The ethics of winning an election
Professor Tan Sri Dato' Dzulkifli Abdul Razak
My View - The Sun Daily
April 10, 2018
DISCERNING students of leadership are convinced that the "election campaign" began long before the dissolution of Parliament last week. The hint is not hard to find. It is most apparent with the change in leadership style. Earlier, we were accustomed to being bombarded with the word "transformation" (think ETP, GTP, TN50), but of late it is something different. The rhetoric may be similar but what is translated on the ground is hardly the same, be it consciously or otherwise.
Slowly but surely the style of leadership has taken a major twist to what looks like a "transactional" model. So what is the difference?
For one it is not necessarily transformational in nature, in fact it can be the contrary. In this case, the model is often regarded as "inferior", rather passive and inefficient because it can recede into the "laissez-faire" type. Therefore it is less preferred except for the purposes of some quick short-term gains.

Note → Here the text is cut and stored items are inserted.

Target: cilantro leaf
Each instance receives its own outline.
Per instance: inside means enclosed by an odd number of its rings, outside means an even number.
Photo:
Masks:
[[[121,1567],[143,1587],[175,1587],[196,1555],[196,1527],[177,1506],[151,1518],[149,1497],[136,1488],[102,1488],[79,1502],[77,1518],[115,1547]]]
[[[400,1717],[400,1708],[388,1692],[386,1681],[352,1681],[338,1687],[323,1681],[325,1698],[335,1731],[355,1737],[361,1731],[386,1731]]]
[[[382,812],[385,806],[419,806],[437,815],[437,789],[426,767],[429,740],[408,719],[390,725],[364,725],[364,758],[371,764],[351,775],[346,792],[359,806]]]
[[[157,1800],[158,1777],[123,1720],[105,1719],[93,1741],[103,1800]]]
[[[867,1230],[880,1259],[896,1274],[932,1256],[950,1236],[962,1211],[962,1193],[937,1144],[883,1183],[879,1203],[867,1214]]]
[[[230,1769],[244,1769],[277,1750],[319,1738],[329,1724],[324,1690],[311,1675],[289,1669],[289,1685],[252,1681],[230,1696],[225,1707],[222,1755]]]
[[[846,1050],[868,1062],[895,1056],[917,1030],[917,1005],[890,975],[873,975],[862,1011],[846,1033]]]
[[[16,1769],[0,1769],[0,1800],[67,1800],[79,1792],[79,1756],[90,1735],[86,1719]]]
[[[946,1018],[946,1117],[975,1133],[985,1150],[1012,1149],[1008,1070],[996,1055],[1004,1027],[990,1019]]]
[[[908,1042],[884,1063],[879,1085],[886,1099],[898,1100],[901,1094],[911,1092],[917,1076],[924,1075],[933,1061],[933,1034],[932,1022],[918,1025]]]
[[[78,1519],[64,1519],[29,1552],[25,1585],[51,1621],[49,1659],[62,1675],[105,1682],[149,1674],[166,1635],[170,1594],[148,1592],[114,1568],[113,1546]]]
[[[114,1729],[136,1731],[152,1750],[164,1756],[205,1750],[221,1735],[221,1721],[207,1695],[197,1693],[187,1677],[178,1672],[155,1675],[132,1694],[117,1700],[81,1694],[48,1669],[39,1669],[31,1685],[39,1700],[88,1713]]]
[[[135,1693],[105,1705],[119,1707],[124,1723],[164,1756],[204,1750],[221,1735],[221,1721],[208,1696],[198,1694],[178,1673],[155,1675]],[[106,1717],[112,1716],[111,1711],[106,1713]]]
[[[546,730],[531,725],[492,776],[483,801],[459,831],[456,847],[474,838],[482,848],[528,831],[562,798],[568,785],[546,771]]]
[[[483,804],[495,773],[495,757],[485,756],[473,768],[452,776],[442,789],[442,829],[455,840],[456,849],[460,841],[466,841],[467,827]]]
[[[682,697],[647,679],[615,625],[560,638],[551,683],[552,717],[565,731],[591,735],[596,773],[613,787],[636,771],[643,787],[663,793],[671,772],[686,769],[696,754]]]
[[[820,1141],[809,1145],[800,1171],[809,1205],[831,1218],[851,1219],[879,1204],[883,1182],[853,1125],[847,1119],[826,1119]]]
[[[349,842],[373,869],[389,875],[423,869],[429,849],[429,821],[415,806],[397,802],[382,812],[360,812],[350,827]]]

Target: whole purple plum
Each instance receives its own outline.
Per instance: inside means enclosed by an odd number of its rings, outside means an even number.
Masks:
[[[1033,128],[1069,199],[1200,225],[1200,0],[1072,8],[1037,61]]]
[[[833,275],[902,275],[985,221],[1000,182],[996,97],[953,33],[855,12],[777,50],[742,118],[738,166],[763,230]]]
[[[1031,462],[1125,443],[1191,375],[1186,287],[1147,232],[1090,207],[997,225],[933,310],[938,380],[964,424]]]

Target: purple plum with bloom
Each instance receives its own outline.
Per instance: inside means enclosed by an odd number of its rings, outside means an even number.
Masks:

By definition transactional leadership is more commonly regarded as one that seeks to maintain the status quo rather than change, let alone a transformational one. It is often routine- and procedural-based, locked down on existing rules with a business-as-usual mindset. It is not known as being proactive or creative. And more about authority, supervision and command-and-control focused on "finding" fault and deviation from the existing norms instead of empowering the followers. Indeed transactional leaders are keen to promote "compliance" among the followers through the use of both reward and punishment. This enhances the culture of fear and even blind loyalty or herd mentality since most are averse to risk-taking thus preferring to play it safe. Hence maintaining the status quo.
As such the leadership style works on motivating the followers by appealing to their self-interest while asserting the leadership authorities to get the "transaction" done as a measure of performance. The level of performance will then be the measure of reward and/or punishment depending on what suits the interest of the leaders. The analogy that best describes the situation is: "I scratch your back, you scratch mine." If either one fails to live up to what was agreed then the transaction lapses. It is therefore easy to see why and how leaders switch to the transactional mode when election is in the air where power becomes the most decisive means to an end. After all transactional leadership style is most suited for short-term, project-based activities (as in political elections) where the use of "money" acts as a very convenient form of medium to facilitate and forge a transaction in exchange for votes.
It is therefore not a coincidence that in almost all election-related speeches or activities some amount of "money" is being mentioned or offered "dressed" in various forms (perks, projects, positions) for various reasons – right or wrong. At times it is more directly "given out" to those purported as "needy" in full view of the media with the giver smiling away at the camera rather than sympathising with the recipients. There is also no shortage of billboards and advertisements depicting picture of "cash" as some form of incentives promoted by political parties.
What is sad about all this kind of "transaction" is the pressure to stay beholden to the "giver" taking away the democratic rights of the "receiver". Some dub it as "voter buying". Sadder still is when this breeds a culture of dependency and subtly corruption latched to the perks, projects and positions as a form of unethical political favours.
The concern for such subtleties is heightened in today's era of sophisticated technology, when transactional leadership is easier to abuse away from the scrutiny of the public eyes. Firewalled by the specially designed programmes (even laws) most "transactions" can be clandestinely protected and executed. This seems to be at the very heart of what is plaguing modern democracy as witnessed in some recent elections involving democratically matured nations. That leaves a gaping question as to where developing and less democratic countries stand in the practice of the same beginning with the electoral process.
To what extent will the all-encompassing "transformation" previously promoted remain ethical is the crux of the question that continues to be asked. More so taking the perspective of James MacGregor Burns who replaced the "transactional" leadership model with the "transformational" version. He defined the latter as "leaders and followers racing each other to a higher level of morality and motivation" in achieving common goals. Unlike the transactional approach, it is not based on a "give and take" relationship but governed by integrity and ethical values which are of absolute importance as in all manner of elections. Because it will ultimately colour the kind of democratic principles and processes shaping the "real" future of the nation. Our duty is to ascertain that elections are ethically won before they can be regarded as truly transformational.